Варнава спал, лежа на песке в пяти шагах от нее, положив голову на мешок с книгами и свернувшись калачиком. Справа от него лежал Заратан, напоминавший груду скомканной одежды. В свете звезд их лица казались призрачно-белыми.

Кир сидел у пруда, держа в руках молельный шнурок. Меч лежал наготове, на расстоянии вытянутой руки. Калай видела следы тяжелой внутренней борьбы в каждой складке его напряженного лица. Он непрестанно завязывал и развязывал узлы на шнурке. За последний час он десяток раз связал весь шнурок в узелки и снова развязал и, похоже, не собирался прекращать свое занятие. Сейчас шнурок лежал у него на колене. Он завязал узел, опустил шнурок на песок, затем его лицо исказила гримаса, он снова поднял шнурок и завязал следующий узел. После этого скомкал шнурок и сжал его в кулаке.

— Собираешься использовать его, чтобы повеситься? — спросила она, подходя к нему.

— А? — переспросил он, словно только что вспомнив о ее существовании.

Она присела рядом и показала на его сжатые кулаки.

— Я о том, как ты выжимаешь остатки жизни из своего молельного шнурка.

Монах слегка ослабил хватку.

— Кир, у тебя не было выбора. Жаль только, что ты не всадил кинжал между ребер этого ничтожного мамзера с ледяным взглядом, прежде чем нас спугнули. На самом деле ты мог, но не стал это делать. И я не понимаю, за что ты себя так казнишь.

Черные кудрявые волосы Кира, пропитанные потом и покрытые грязью, свисали ему на плечи, перепутавшись с бородой и усами.

— Ты и не сможешь понять.

Их лошади безмятежно щипали травку неподалеку, у берега пруда. Исхудавшие создания нуждались в малейшей возможности хоть как-то подкрепить свои силы.

— А ты попытайся объяснить.

Кир завязал еще один узел.

— Я не хочу говорить об этом.

— Когда мужчина так отвечает, значит, он чего-то стыдится.

Его полный отчаяния взгляд словно пронзил ее.

— Уходи.

Сквозь оазис пронесся порыв ветра.
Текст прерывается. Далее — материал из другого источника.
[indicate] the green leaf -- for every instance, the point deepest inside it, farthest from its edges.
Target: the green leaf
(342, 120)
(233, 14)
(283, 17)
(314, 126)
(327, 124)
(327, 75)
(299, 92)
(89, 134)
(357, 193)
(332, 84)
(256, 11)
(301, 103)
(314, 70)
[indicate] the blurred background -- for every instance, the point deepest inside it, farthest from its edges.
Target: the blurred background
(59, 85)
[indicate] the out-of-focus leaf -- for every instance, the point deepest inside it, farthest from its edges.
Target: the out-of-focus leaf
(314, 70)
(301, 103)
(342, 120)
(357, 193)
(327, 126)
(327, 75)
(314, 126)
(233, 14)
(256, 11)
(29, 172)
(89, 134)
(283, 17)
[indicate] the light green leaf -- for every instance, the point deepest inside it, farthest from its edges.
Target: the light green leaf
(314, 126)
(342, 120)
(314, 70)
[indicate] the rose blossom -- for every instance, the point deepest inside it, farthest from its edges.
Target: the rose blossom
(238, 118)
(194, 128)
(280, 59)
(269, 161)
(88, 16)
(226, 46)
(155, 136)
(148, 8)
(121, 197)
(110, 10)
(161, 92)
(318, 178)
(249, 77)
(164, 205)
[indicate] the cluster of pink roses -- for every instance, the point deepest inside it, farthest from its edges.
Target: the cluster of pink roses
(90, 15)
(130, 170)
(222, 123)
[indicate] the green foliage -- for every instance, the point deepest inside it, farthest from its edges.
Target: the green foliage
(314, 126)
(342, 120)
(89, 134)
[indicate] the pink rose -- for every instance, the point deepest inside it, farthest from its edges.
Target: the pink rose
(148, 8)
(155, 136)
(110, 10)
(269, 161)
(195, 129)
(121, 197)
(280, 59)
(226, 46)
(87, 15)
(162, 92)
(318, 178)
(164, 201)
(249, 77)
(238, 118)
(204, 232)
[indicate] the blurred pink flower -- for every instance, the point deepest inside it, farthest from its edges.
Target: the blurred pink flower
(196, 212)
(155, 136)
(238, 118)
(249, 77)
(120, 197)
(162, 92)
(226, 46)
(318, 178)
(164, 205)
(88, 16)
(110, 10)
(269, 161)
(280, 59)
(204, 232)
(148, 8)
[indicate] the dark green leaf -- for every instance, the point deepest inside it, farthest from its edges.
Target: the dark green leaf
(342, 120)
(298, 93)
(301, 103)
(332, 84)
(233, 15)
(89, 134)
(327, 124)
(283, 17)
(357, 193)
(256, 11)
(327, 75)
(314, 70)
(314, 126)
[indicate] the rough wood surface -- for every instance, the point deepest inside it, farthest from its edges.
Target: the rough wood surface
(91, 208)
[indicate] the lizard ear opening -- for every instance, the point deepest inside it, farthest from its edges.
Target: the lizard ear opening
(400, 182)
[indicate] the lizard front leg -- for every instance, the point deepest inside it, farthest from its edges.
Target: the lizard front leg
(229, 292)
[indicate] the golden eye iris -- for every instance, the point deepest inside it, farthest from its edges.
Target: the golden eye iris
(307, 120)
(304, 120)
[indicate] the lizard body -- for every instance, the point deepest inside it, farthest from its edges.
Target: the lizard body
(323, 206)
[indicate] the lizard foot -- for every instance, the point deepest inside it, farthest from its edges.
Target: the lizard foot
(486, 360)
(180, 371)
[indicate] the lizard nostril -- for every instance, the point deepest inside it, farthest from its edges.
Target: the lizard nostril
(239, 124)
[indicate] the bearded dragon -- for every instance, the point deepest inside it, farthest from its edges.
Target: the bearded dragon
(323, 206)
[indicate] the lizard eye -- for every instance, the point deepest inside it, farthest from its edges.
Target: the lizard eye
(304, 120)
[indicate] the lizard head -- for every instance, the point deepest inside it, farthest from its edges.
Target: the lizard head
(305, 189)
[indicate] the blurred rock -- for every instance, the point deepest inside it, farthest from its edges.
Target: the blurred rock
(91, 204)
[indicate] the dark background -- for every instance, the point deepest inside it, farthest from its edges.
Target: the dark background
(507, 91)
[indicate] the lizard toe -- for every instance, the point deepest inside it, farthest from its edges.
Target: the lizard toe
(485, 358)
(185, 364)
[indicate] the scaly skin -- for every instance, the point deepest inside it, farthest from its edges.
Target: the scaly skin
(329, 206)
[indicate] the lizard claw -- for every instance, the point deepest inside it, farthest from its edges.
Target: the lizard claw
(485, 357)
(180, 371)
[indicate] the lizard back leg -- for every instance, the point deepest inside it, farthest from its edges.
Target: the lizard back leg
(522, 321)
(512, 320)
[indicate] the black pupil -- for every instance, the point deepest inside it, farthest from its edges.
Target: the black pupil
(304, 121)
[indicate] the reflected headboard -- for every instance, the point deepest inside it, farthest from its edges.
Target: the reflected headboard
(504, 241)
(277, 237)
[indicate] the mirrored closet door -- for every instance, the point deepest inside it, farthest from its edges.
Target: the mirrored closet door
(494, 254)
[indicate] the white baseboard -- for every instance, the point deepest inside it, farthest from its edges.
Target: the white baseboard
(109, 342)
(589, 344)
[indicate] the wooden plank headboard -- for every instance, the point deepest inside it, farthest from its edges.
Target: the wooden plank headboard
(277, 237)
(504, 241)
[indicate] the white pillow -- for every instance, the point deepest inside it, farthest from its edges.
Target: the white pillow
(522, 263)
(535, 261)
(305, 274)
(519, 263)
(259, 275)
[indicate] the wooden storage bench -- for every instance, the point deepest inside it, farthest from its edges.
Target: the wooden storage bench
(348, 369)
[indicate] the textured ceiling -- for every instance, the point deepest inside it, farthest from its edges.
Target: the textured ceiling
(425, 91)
Листья пальм зашелестели, рыжие волосы Калай упали ей на глаза. Она придержала их рукой, дожидаясь, пока стихнет ветер.

— Если хочешь знать мое мнение, то ты дурак. У тебя было два варианта выбора. Первый: дать этим сикариям возможность убить твоих братьев и меня. Второй: убить их самому. Ты действительно думаешь, что твой Бог предпочел бы видеть нас мертвыми, а Луку и его парней пьющими и гуляющими со шлюхами?

Морщины в углах его рта стали еще глубже.

— Меня беспокоит лишь то, — начал он, завязывая еще один узел, — что я слишком легко вернулся к прежней жизни, будто не давал обетов и не посвящал свою жизнь служению Господу моему.

— А, понятно.

— Правда? Господь мой предпочел бы, чтобы я вообще избежал такой ситуации. В этом-то и есть моя ошибка.